Uwe Kopf bezeichnete die Musik von TOCOTRONIC letztes Jahr in Tempo als „Bernhardrock“. Er schrieb: „In diesen Texten ist der Haß auf vieles, nicht auf alles, denn Menschen, die alles hassen, sind so schlimm wie Menschen, denen alles gefällt; wer alles haßt, haßt sich selbst in seiner Niedrigkeit, das hat auch der Dichter Thomas Bernhard gesagt, und die Jungs von Tocotronic sind für die Musik in Deutschland, was Thomas Bernhard für die Literatur war und ist.“ Weil Uwe Kopf hier so angenehm differenziert, könnte man TOCOTRONIC trotz ihrer teilweisen Abkehr vom Verteufeln auch weiterhin als Bernhardrocker bezeichnen. In Wirklichkeit hat Thomas Bernhard als das konkrete Vorbild, das er lange Zeit für Dirk von Lowtzow war, jedoch ausgedient. „Irgendwann hat man ja auch alles von Thomas Bernhard gelesen“, sagt Dirk. Im Moment liest er gerne Vladimir Nabokov. Weil der ironische Romane schreibe. Wieder ist der Einfluß nachvollziehbar. Wie Nabokov fügen TOCOTRONIC mit Liebe zum Detail manchmal auch scheinbar Unzusammenhängendes aneinander, brechen abrupt ab. Und wie Nabokov und dessen berühmtester Schüler, Thomas Pynchon, entwickeln auch TOCOTRONIC langsam, aber stetig einen Hang zu einigermaßen absurden Phantasien. Ich meine, wer wünscht sich schon einen Abend im Rotary Club? Wer findet schon gerne bei einem furchtbaren Spaziergang einen Zettel mit der Aufschrift „Das ist der schönste Tag in meinem Leben“ in der Hosentasche?

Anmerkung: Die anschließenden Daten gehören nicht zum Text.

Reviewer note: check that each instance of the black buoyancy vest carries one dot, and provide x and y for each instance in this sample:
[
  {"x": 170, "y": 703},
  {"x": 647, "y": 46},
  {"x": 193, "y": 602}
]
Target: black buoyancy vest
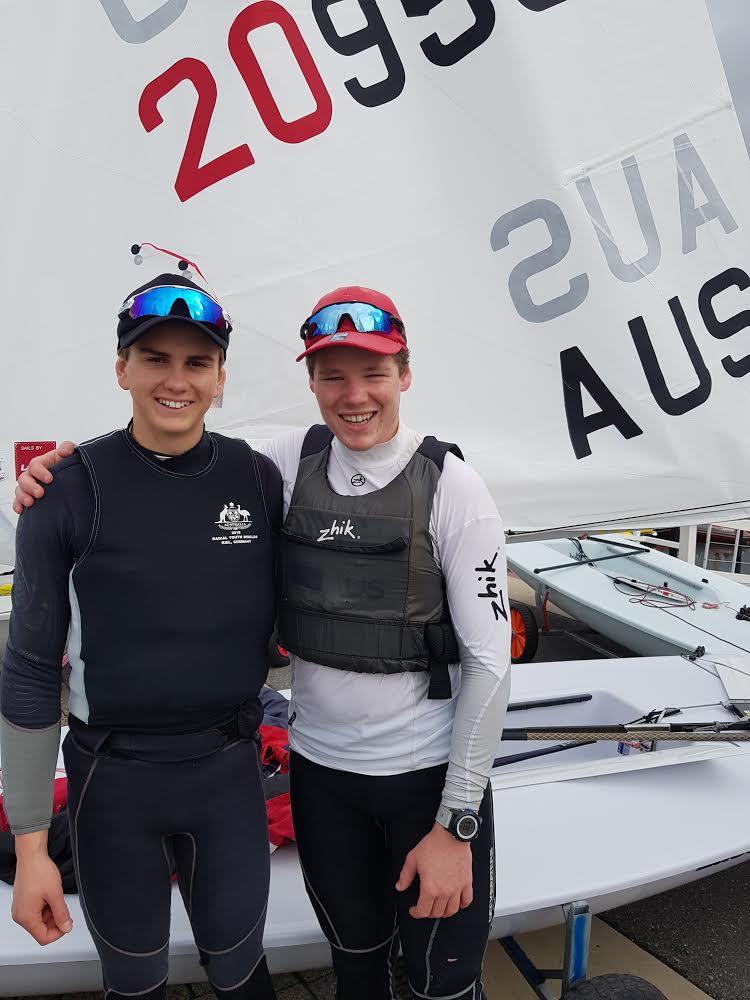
[
  {"x": 359, "y": 587},
  {"x": 172, "y": 603}
]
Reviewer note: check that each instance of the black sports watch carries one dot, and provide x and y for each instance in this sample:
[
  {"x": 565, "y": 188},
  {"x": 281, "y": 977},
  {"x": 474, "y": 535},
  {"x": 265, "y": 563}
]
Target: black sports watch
[{"x": 464, "y": 824}]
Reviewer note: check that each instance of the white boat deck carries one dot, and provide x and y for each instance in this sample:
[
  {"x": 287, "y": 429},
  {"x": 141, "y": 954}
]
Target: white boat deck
[{"x": 609, "y": 838}]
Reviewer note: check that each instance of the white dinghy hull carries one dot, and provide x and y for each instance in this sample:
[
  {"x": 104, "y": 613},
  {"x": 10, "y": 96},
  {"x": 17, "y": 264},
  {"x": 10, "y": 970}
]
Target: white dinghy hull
[
  {"x": 620, "y": 610},
  {"x": 585, "y": 824}
]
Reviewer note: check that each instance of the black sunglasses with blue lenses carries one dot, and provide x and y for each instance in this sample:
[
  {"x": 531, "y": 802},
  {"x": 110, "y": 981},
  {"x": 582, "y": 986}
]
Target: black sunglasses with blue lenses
[
  {"x": 366, "y": 319},
  {"x": 160, "y": 301}
]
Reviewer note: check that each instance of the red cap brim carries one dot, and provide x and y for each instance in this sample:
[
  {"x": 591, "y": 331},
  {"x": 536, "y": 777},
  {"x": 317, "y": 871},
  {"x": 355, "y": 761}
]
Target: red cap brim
[{"x": 378, "y": 343}]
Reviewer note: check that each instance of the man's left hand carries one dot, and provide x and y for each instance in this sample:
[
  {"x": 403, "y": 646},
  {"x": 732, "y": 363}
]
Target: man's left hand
[{"x": 445, "y": 878}]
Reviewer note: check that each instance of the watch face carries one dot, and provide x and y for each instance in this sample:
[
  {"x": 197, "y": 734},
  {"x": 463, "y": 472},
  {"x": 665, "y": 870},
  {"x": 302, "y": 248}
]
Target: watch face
[{"x": 467, "y": 827}]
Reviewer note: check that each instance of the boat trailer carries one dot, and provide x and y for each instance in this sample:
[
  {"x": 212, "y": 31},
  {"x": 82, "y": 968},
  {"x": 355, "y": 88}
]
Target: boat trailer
[{"x": 573, "y": 974}]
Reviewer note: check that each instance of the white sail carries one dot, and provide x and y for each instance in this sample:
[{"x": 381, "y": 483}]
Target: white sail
[{"x": 555, "y": 192}]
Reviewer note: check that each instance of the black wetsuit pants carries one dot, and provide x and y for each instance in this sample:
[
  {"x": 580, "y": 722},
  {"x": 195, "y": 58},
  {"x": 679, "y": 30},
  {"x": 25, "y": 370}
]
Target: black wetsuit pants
[
  {"x": 136, "y": 815},
  {"x": 353, "y": 833}
]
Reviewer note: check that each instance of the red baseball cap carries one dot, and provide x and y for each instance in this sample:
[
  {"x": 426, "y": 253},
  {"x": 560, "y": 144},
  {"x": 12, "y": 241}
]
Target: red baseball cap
[{"x": 347, "y": 334}]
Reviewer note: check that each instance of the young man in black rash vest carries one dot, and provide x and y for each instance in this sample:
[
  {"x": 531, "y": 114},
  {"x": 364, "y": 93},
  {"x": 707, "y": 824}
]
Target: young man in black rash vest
[
  {"x": 156, "y": 546},
  {"x": 392, "y": 599}
]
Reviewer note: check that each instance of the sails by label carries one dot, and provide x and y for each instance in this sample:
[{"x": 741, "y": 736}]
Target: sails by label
[{"x": 555, "y": 192}]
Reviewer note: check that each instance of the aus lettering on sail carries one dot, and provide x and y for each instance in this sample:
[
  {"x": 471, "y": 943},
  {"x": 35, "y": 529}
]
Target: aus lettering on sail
[{"x": 699, "y": 203}]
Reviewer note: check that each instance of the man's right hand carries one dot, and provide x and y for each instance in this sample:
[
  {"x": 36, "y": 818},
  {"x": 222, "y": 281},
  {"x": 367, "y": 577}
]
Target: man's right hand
[
  {"x": 38, "y": 901},
  {"x": 28, "y": 487}
]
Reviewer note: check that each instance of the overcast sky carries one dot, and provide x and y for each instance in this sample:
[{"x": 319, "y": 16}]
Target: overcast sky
[{"x": 731, "y": 19}]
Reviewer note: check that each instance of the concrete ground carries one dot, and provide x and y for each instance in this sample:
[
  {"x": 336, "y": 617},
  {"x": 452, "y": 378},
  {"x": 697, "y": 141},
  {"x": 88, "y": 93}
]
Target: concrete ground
[{"x": 690, "y": 942}]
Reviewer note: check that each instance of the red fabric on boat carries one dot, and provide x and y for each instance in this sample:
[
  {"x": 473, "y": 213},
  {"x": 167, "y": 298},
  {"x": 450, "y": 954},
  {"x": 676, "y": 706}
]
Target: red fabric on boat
[{"x": 274, "y": 747}]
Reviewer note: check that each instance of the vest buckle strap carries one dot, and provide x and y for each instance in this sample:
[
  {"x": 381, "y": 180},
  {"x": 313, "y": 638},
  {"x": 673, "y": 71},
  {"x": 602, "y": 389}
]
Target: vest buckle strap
[{"x": 442, "y": 650}]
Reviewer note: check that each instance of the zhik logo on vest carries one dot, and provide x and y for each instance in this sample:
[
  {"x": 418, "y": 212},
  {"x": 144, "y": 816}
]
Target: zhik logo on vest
[
  {"x": 346, "y": 528},
  {"x": 234, "y": 520}
]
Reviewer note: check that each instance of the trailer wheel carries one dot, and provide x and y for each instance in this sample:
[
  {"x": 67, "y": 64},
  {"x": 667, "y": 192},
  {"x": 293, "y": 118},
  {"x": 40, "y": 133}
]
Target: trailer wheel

Diese textliche Veränderung von TOCOTRONIC ist möglicherweise diejenige mit der weitestreichendsten Konsequenz. Sie könnte Fans kosten. Viel zu tun hat sie mit etwas, wofür TOCOTRONIC in dem neuen Stück „Vier Geschichten Von Dir“ den Begriff „Zeitverfluggeschwindigkeit“ gebrauchen. Die Erfahrung von Zeitverfluggeschwindigkeit ist so ziemlich das Gegenteil des Alles-Ablehnens. Abzulehnen ist das Vorrecht der Jugend. Die Erfahrung von Zeitverfluggeschwindigkeit gehört zum Erwachsenenleben. Derart unbedingt sogar, wie Michael Ende in den siebziger Jahren zur Kindheit gehörte. Oder wie die Unübersichtlichkeit und das Chaos ins Schanzenviertel. Das heißt wohl, daß TOCOTRONIC jetzt erwachsen werden. Wenn ich mir Dirk von Lowtzow so anschaue, scheint es ihm ganz gut damit zu gehen.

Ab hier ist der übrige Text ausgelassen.